Sözün özü, yine senaryolar yazıldı. Filmler çekim aşamasında. Bir zaman sonra da, oturup patlamış mısır eşliğinde izleyecek amerika ve avrupa. Olan kime mi olacak ? Yavaş yavaş parçalanmakta olan yurduma. Krallık verilmiyor ne yazık ki ülkem topraklarına.

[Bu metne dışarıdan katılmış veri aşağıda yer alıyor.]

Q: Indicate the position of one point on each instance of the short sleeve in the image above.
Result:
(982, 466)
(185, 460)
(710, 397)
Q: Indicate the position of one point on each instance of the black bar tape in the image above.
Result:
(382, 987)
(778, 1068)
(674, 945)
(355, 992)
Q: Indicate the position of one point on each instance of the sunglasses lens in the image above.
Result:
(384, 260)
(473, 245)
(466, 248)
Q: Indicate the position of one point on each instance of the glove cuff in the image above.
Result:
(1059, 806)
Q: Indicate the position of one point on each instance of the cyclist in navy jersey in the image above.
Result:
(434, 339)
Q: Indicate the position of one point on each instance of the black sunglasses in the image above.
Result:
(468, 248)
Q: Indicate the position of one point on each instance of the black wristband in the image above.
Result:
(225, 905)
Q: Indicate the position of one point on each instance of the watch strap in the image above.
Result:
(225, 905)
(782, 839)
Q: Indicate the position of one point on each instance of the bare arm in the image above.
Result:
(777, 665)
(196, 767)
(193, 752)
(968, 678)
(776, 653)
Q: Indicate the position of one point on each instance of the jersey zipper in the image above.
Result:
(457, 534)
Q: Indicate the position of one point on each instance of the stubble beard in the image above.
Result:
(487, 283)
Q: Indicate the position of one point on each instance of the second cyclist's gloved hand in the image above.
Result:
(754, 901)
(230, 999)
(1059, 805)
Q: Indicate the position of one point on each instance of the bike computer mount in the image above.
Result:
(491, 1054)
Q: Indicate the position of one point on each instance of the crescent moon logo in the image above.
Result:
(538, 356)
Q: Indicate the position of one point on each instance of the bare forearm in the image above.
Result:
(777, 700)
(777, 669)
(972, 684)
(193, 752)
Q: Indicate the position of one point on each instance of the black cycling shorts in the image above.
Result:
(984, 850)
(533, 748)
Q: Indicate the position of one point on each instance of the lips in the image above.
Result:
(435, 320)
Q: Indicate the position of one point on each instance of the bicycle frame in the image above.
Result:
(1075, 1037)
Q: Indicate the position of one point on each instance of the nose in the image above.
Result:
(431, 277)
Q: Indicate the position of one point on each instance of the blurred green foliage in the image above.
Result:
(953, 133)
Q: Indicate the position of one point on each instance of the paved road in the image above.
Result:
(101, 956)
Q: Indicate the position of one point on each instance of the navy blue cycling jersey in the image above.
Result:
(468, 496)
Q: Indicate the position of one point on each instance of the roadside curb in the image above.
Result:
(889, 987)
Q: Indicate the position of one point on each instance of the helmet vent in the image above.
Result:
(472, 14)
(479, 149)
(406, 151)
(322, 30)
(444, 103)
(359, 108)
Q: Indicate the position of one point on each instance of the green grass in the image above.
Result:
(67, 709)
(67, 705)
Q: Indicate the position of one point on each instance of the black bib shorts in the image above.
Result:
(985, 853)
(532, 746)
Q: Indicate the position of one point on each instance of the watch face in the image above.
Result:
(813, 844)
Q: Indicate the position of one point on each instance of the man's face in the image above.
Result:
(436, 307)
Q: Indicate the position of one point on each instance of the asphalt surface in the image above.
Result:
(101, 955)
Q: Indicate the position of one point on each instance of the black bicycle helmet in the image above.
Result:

1946 yılında bağımsızlığını kazanan(?) Suriye ile de ilk ciddi sorunumuzun 1957’de Baas Partisi’nin Hatay’ın Suriye toprağı olduğunu iddia etmesiyle meydana çıktığını unutmayalım. Ve bununla da kalmayıp arap dünyasında nasıl da protestolar, propagandalar yapmışlardı.
Ayrıca, Türkiye’nin Güneydoğu Anadolu Projesi’ne başlayacağını duyurması bile su sorunun çıkmasına vesile oldu. Su emperyalizmi uygulamakla suçlandık. Arap ülkelerinde yine propaganda yapıldı. Kışkırtmalar arttı.
1998 yılında neredeyse Suriye ile savaşın eşiğine gelmiştik. Orgeneral Atilla Ateş o dönem verdiği uyarı ve tehdit mesajları ile hâlâ akıllarda. Birçok başlık altında toplayabiliriz Suriye sorununu daha evvel de dediğim gibi.
Bence
- Hatay sorunu
- Su sorunu
- Terör örgütü Pkk sorunu
- Adana mutabakatı
Bu gibi başlıklarla yeniden gözden geçirmeniz gerekir komşu ilişkilerimizi.
Saygılar
...
su yolu tarafından 6/27/2011 2:21:19 PM zamanında düzenlenmiştir.